Arkansas has the highest opioid dispensing rate in the United States, with 68.8 prescriptions written for every 100 people in 2025, according to the Centers for Disease Control and Prevention. That figure is nearly double the national average of 35.4 and underscores a persistent challenge in the state’s response to the opioid crisis: pain management.
E. Scot Davis, a guest columnist for the Northwest Arkansas Democrat-Gazette, argues that while much of the national conversation focuses on addiction treatment and holding pharmaceutical companies accountable, Arkansas has a unique opportunity to lead the next phase of recovery by rethinking how chronic and acute pain are treated.
“The next phase of America’s recovery will be defined not only by how we help people break their dependency on opioids, but also how we approach and manage the root cause of the crisis: debilitating pain,” Davis writes.
The state’s high prescribing rate has declined from its peak, but it remains among the top in the country. Davis suggests Arkansas could serve as a model for responsible pain care by investing in alternative therapies, expanding access to non-opioid treatments, and training medical professionals in multimodal pain management strategies.
Such an approach aligns with efforts already underway at institutions like the Winthrop Rockefeller Institute, which has hosted forums on rural health and substance use disorders. The institute, based in Morrilton, works closely with state agencies and community organizations to develop policy recommendations and educational programs aimed at reducing opioid misuse.
In his opinion piece, Davis highlights examples of successful non-opioid interventions, including physical therapy, acupuncture, and behavioral health services. He calls for increased funding for research into these methods and better integration of pain management into primary care settings.
“Arkansas is uniquely positioned to lead that important mindset shift,” Davis writes. “We have the chance to show the rest of the country how to treat pain without creating new addictions.”
State health officials have begun to emphasize prevention and treatment programs that reduce reliance on prescription medications. In 2024, the Arkansas Department of Health launched a pilot program offering telehealth consultations for patients managing chronic pain. The initiative connects patients in rural areas with pain specialists and provides access to mental health support and physical therapy resources.
Dr. Sarah Thompson, director of the Chronic Pain Management Initiative at the University of Arkansas for Medical Sciences, said the state’s rural geography makes it especially critical to adopt innovative care models. “Many Arkansans live hours away from a pain clinic,” she said. “If we’re going to change how pain is treated, we have to bring services to where people are.”
The economic impact of opioid misuse in Arkansas remains substantial. A 2023 report by the Arkansas Department of Finance and Administration estimated that the crisis cost the state $1.2 billion in healthcare expenses, criminal justice involvement, and lost productivity. That burden falls disproportionately on rural counties, where access to addiction treatment and pain specialists is limited.

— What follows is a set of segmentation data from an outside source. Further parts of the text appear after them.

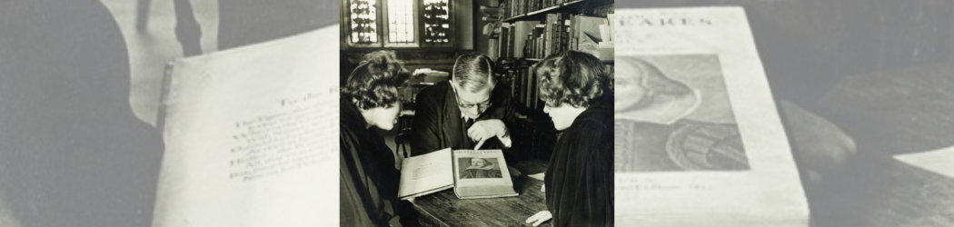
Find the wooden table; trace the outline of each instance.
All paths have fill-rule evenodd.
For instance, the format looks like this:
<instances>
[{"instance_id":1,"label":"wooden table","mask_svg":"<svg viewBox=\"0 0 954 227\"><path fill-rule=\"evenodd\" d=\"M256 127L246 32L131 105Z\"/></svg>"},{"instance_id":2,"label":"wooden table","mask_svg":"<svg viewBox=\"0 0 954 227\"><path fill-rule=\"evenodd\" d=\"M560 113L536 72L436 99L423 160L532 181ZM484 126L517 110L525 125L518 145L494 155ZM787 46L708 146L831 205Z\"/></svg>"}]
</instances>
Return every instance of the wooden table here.
<instances>
[{"instance_id":1,"label":"wooden table","mask_svg":"<svg viewBox=\"0 0 954 227\"><path fill-rule=\"evenodd\" d=\"M460 199L453 190L420 196L414 201L414 210L422 226L531 226L527 217L547 210L542 180L527 175L543 173L547 162L530 160L514 166L521 176L513 184L519 196ZM540 226L550 226L550 221Z\"/></svg>"}]
</instances>

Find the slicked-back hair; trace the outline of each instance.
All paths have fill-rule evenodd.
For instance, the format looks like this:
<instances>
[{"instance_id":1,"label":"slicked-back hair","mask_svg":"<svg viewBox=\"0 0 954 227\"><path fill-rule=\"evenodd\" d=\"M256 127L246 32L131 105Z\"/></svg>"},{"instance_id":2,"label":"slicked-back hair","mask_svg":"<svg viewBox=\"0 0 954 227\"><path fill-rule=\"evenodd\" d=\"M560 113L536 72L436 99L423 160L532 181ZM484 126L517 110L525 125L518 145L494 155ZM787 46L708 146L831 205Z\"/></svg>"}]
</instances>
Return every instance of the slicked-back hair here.
<instances>
[{"instance_id":1,"label":"slicked-back hair","mask_svg":"<svg viewBox=\"0 0 954 227\"><path fill-rule=\"evenodd\" d=\"M493 62L489 57L476 52L457 57L452 76L457 87L470 93L486 88L493 89L496 84L493 78Z\"/></svg>"},{"instance_id":2,"label":"slicked-back hair","mask_svg":"<svg viewBox=\"0 0 954 227\"><path fill-rule=\"evenodd\" d=\"M610 93L610 72L590 53L558 52L537 63L532 72L540 77L540 98L555 107L588 108Z\"/></svg>"},{"instance_id":3,"label":"slicked-back hair","mask_svg":"<svg viewBox=\"0 0 954 227\"><path fill-rule=\"evenodd\" d=\"M370 52L351 72L342 87L342 98L350 100L360 110L390 108L400 99L398 88L409 76L404 63L398 60L393 51Z\"/></svg>"}]
</instances>

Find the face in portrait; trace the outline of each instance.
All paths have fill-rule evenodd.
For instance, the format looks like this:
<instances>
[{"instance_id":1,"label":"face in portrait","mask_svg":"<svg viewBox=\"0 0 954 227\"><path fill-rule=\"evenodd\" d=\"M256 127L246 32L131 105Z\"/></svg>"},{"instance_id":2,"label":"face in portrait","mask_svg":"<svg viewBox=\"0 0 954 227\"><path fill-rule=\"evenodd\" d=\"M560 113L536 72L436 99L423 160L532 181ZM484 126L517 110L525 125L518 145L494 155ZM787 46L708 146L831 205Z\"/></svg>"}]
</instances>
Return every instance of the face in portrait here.
<instances>
[{"instance_id":1,"label":"face in portrait","mask_svg":"<svg viewBox=\"0 0 954 227\"><path fill-rule=\"evenodd\" d=\"M616 78L613 84L616 93L613 111L619 112L638 106L649 93L643 84L647 72L635 65L623 63L616 66L616 73L622 76Z\"/></svg>"},{"instance_id":2,"label":"face in portrait","mask_svg":"<svg viewBox=\"0 0 954 227\"><path fill-rule=\"evenodd\" d=\"M614 170L744 171L748 158L716 55L621 57ZM725 117L714 117L725 116Z\"/></svg>"}]
</instances>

Local leaders in Northwest Arkansas have also taken steps to address the issue. In Bentonville, the Community Foundation of Northwest Arkansas has funded a regional coalition focused on reducing opioid prescriptions while improving access to alternative therapies. The group works with employers, schools, and healthcare providers to promote safe prescribing practices and educate the public about non-addictive pain management options.
Davis’ commentary comes as federal funding for opioid settlement programs begins to flow to states. Arkansas is expected to receive more than $300 million over the next 18 years from Purdue Pharma and other companies involved in the opioid litigation. How the state allocates those funds could shape the trajectory of its recovery efforts.
“We have a choice,” Davis writes. “We can keep treating symptoms, or we can start addressing the source. Arkansas has the tools and the talent to lead the way.”